Dmitri Smirnov's translation (from wikisource:

Insomnia. Homer. The rows of stretched sails.
I've read the catalogue of ships just to the middle:
That endless caravan, that lengthy stream of cranes,
Which long ago rose up above the land oh [sic? should be, of, I think] Hellas.

It's like a wedge of cranes towards the distant shores - 
The foreheads of the kings crowned with the foam of Gods.
Where are you sailing to? If Helen were not there,
What Troy would be to you, oh warriors of Achaea[?]

The sea and Homer - everything is moved by love.
Whom shall I listen to? There is no sound from Homer,
And full of eloquence the black sea roars and roars,
And draws with thunderous crashing nearer to my pillow.
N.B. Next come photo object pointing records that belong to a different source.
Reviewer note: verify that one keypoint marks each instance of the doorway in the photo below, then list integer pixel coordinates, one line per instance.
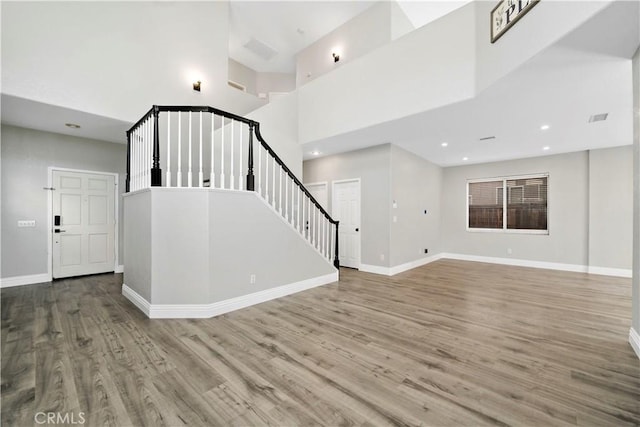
(346, 209)
(83, 215)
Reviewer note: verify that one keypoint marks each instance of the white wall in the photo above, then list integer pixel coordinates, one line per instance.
(412, 74)
(278, 126)
(116, 59)
(611, 207)
(359, 36)
(205, 244)
(138, 245)
(275, 82)
(589, 211)
(636, 195)
(372, 166)
(244, 75)
(416, 185)
(400, 23)
(543, 25)
(568, 220)
(26, 156)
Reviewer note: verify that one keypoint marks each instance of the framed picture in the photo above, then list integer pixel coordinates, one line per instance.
(506, 14)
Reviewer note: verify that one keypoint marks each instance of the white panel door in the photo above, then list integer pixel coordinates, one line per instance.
(83, 242)
(346, 209)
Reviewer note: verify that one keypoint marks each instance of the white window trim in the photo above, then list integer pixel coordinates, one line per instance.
(504, 228)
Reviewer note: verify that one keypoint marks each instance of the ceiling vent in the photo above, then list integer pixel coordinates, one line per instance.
(237, 85)
(263, 50)
(598, 117)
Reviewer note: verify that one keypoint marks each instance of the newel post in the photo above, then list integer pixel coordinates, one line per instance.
(156, 172)
(250, 177)
(336, 258)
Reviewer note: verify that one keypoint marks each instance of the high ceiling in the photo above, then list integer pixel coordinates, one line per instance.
(301, 23)
(585, 73)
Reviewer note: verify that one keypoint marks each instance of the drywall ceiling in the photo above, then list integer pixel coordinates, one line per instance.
(301, 23)
(587, 72)
(286, 27)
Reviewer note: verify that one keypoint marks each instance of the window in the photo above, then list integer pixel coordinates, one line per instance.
(516, 204)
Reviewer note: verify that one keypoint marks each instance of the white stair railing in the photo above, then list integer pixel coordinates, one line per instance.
(225, 143)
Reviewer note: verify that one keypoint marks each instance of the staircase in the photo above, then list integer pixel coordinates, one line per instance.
(206, 194)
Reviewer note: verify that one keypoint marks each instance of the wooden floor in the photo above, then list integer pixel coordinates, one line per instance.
(448, 344)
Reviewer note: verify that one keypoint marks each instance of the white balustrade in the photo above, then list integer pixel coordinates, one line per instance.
(223, 165)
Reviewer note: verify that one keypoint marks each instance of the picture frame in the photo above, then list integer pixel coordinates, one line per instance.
(506, 13)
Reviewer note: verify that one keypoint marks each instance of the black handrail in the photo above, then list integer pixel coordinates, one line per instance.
(254, 126)
(291, 174)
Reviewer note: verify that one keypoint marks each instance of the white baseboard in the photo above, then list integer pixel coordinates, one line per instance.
(137, 299)
(392, 271)
(7, 282)
(518, 262)
(198, 311)
(634, 340)
(375, 269)
(606, 271)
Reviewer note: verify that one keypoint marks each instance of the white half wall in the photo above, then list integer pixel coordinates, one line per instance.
(191, 247)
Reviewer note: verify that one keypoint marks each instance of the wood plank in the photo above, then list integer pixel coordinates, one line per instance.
(449, 343)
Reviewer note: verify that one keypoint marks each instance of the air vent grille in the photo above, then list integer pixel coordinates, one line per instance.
(237, 85)
(598, 117)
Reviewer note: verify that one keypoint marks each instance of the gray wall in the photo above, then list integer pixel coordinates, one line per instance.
(611, 207)
(372, 166)
(568, 211)
(415, 187)
(590, 210)
(636, 193)
(26, 156)
(203, 245)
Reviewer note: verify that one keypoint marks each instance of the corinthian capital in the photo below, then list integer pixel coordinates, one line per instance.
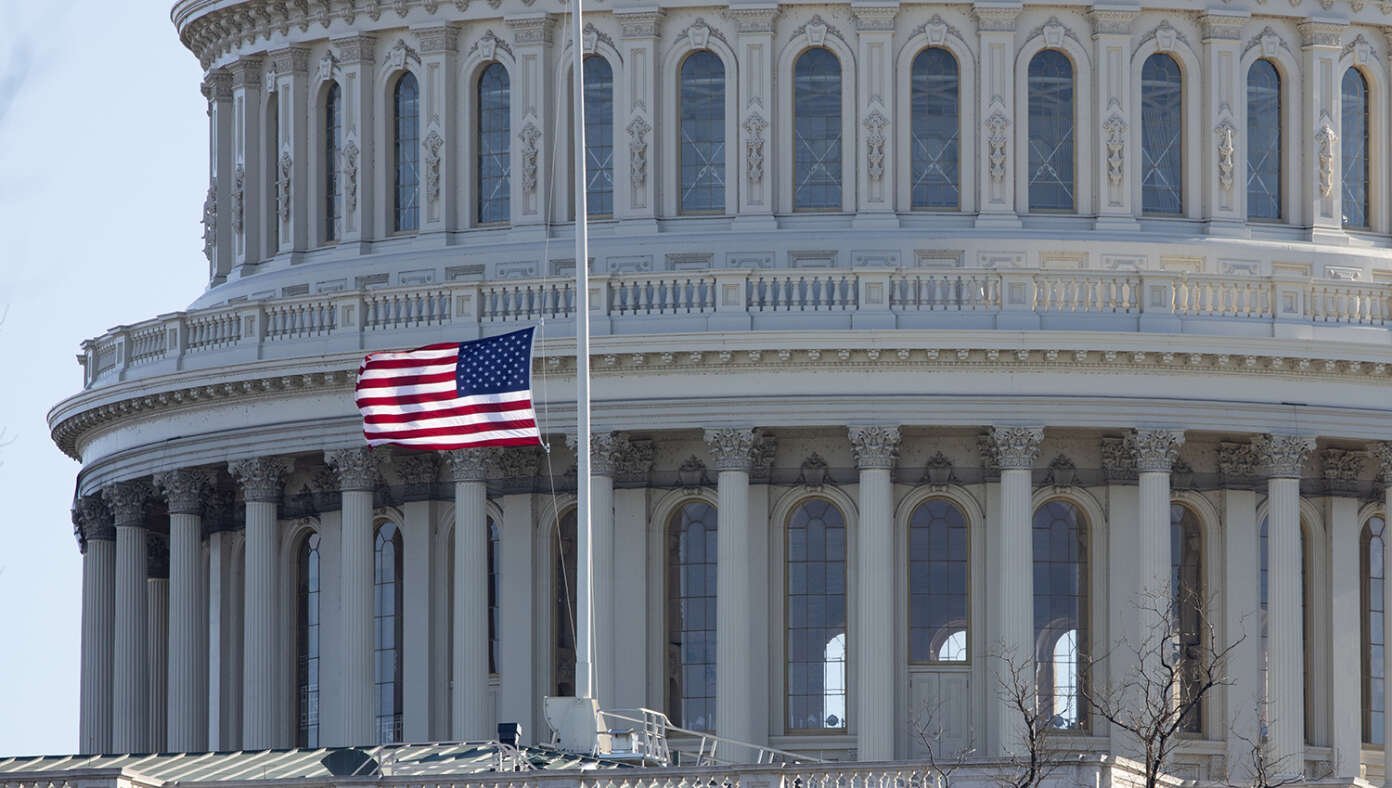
(261, 478)
(1282, 455)
(184, 489)
(731, 448)
(876, 446)
(1016, 447)
(1156, 450)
Smirnov's translation is just sloppy, not really worth mentioning (but it's one of the few available online!). He adds words that don't need to be added. In line one, for instance, "rows". M. says nothing about rows. In the second line, the addition of "crowned" is a bit of an interpretation on Smirnov's part. Mandelstam simply tells us the foam is there. We can imagine that it is tossed up by the swift passing of ships, that it even seems crownlike upon the foreheads of kings, but that is not explicitly stated. Again in the final stanza, Smirnov assumes that if one can declaim or rhapsodize, one is full of eloquence. But, again, this is Smirnov's interpretation of Mandelstam's words. And, this interpretive tendency strips Mandelstam's imagery of its force. Mandelstam uses a verbal adverb (I translated it as "rhapsodizing"), thus connecting the activity closer to the main verb (thunders) than to the sea. But, Smirnov replaces the action with a noun and adjective combination (full of eloquence). He tries to reinsert the restless activity of Mandelstam's line by repeating "roars", but the result is a bloated line.